Al Bayt — Bayt Gagy

a private house on the north shore of Lake Siwa. Four lake-facing bedrooms, a private stretch of beach, one long pool and a rooftop under the stars.

Lake-facing bedroom with twin beds under Siwan medallions A bedroom, woken by the slow blue light that comes up off the lake.

Inside

Rooms shaped by light, not lamps.

Bedrooms face north, opening to the salt lake, so the first thing you see each morning is water, the white salt cliffs, and the flat brow of the Mountain of the Dead lying across the far shore. The dining room turns west, catching the last amber off the lake at sunset. From the southern terraces, the Great Sand Sea begins, its dunes turning gold, then bronze, then deep cobalt as the day ends. Corridors are deliberately dim, the house teaches you to slow down on your way through it.

Textiles are hand-loomed in the oasis: flat-weave kilims, unbleached linen, woven palm-leaf ceilings that breathe with the day.

Bedroom with stone walls and window seat
Lake bedroom
Dining room open to the lake
The long table
Stone bath with lake view
The bathhouse

Inside / outside

The lake is always
the fifth wall of the room.

The rooms

A handful of rooms, each doing a single thing well.

Pool aligned with the mountain

The Pool

A long line of still water, cut along the axis of the Mountain of Adrère Amellal and stepped down toward the lake until water meets water. Lined in salt-grey mosaic. Warm at noon, mirror-flat at dusk — by the gold hour the mountain folds neatly into both pool and lake in a single image.

Dining room

The Long Table

A single slab of stone under a wide olive-wood ceiling. Eight seats, lantern-lit after sundown, open on three sides to the garden — dinner here tends to run longer than it should.

Stone bath

The Bathhouse

A bath room cut from the same stone as the walls, smooth plaster, a stone basin, brass taps, a quiet door open to the courtyard. A long soak with the lake just there.

Rooftop terrace

The Rooftop

An open-sky floor with lattice screens, a linen daybed the length of a room, and a bar cut from palm log. The stars arrive loudly here.

Courtyard corridor

The Courtyard

A green room at the heart of the plan — lemon tree and palm — that cools the house by three degrees without moving a fan.

Kitchen

The Kitchen

A working kitchen at the heart of the house. Earth-plastered walls under a vault of woven palm pendants, a clay oven, a wood fire, and a south wall of acacia blocks that filters the desert sun into small coins of light on the floor.

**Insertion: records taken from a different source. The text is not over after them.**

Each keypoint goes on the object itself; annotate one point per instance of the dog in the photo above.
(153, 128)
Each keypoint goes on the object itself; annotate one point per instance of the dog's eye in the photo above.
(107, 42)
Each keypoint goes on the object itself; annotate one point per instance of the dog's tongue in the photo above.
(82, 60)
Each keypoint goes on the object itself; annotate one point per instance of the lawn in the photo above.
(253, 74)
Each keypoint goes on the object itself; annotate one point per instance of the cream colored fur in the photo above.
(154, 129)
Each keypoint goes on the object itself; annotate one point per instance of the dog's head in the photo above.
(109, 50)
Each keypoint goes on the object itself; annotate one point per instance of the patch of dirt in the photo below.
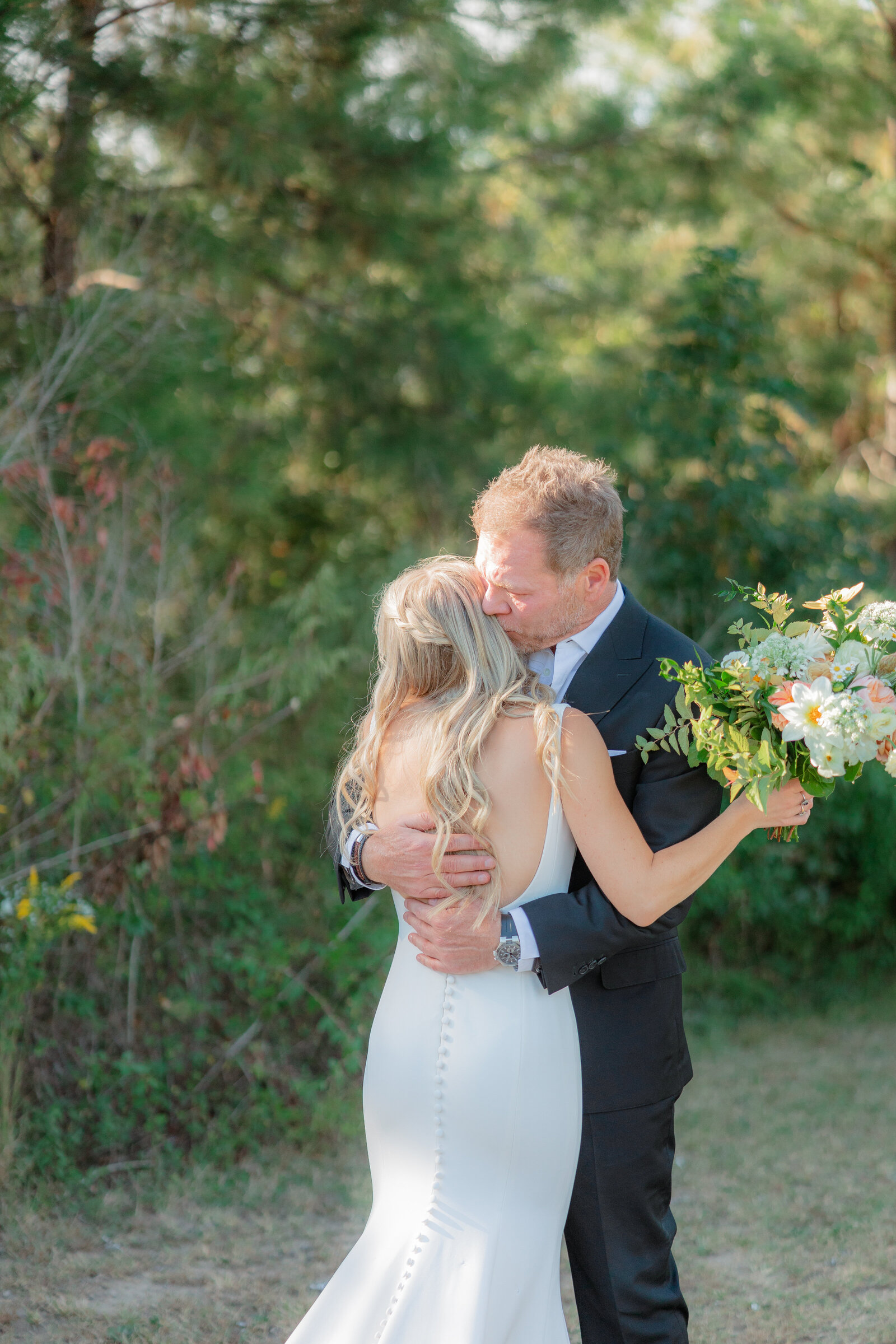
(785, 1195)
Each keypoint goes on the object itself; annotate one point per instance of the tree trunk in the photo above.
(72, 167)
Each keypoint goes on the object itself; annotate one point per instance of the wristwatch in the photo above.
(508, 949)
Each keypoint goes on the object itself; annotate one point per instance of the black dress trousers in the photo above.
(620, 1229)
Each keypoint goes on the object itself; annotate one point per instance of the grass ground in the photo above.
(785, 1198)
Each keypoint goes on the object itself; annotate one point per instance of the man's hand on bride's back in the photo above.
(448, 940)
(401, 857)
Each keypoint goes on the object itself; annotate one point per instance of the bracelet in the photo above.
(356, 859)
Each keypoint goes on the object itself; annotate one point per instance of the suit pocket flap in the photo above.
(644, 964)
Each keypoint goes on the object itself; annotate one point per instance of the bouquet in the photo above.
(812, 701)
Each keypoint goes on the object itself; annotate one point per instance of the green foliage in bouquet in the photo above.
(799, 701)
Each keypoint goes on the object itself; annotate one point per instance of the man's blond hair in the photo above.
(567, 498)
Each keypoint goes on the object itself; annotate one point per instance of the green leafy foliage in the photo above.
(281, 286)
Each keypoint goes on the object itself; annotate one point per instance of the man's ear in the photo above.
(597, 575)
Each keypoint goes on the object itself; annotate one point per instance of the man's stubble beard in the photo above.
(570, 616)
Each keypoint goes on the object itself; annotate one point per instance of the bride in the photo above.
(472, 1090)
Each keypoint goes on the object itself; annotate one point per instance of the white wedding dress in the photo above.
(473, 1116)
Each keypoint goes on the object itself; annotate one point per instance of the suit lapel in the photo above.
(614, 664)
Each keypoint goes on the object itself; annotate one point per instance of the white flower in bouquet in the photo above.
(848, 724)
(806, 707)
(828, 760)
(851, 659)
(736, 662)
(878, 622)
(789, 656)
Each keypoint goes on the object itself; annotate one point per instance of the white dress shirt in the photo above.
(557, 669)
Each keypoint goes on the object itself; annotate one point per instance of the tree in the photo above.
(723, 484)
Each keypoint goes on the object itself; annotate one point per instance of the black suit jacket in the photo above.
(625, 982)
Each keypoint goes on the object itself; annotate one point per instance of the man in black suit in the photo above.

Sunken sitting room with fireplace and library shelves

The Sunken Room

A few steps down into the heart of the house. Two long linen sofas face each other across a brick fireplace, flanked by built-in shelves of books and lit by a wall of windows. Salt-rock walls and a ceiling of palm beams hold the warmth of the day long after the desert has cooled. One window opens onto the date palms of the farm; the other, onto the lake. This is the room the rest of the house quietly turns around.